— Cependant, pour satisfaire Maston, reprit le président, je lui dirai que les travaux d’un de nos concitoyens peuvent être rattachés à l’étude de la cellulose, car le collodion, qui est un des principaux agents de la photographie, est tout simplement du pyroxyle dissous dans l’éther additionné d’alcool, et il a été découvert par Maynard, alors étudiant en médecine à Boston.
— Eh bien ! hurrah pour Maynard et pour le fulmi-coton ! s’écria le bruyant secrétaire du Gun-Club.

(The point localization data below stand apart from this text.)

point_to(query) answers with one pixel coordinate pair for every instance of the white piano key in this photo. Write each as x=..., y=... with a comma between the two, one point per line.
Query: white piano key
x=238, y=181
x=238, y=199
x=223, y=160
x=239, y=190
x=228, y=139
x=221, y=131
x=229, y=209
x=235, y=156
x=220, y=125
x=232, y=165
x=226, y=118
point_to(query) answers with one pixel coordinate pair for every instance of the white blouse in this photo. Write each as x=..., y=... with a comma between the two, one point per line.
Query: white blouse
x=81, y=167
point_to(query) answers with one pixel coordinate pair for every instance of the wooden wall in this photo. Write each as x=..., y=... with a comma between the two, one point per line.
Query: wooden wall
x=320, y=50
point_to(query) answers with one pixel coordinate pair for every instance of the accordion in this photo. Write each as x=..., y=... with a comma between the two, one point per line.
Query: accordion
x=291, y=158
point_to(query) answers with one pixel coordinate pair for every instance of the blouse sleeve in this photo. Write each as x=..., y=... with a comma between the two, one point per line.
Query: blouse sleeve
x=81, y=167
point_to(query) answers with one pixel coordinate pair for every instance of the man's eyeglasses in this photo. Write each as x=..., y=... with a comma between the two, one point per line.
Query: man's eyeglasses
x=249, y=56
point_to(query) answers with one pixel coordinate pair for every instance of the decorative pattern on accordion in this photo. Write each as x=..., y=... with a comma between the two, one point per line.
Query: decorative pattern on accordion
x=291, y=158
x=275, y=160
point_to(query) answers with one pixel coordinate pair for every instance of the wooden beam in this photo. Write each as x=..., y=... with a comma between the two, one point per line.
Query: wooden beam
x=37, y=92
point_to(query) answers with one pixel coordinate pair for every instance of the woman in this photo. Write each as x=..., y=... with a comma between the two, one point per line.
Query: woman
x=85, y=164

— Je reviens au pyroxyle, reprit Barbicane. Vous connaissez ses propriétés, qui vont nous le rendre si précieux ; il se prépare avec la plus grande facilité ; du coton plongé dans de l’acide azotique fumant[1], pendant quinze minutes, puis lavé à grande eau, puis séché, et voilà tout.
— Rien de plus simple, en effet, dit Morgan.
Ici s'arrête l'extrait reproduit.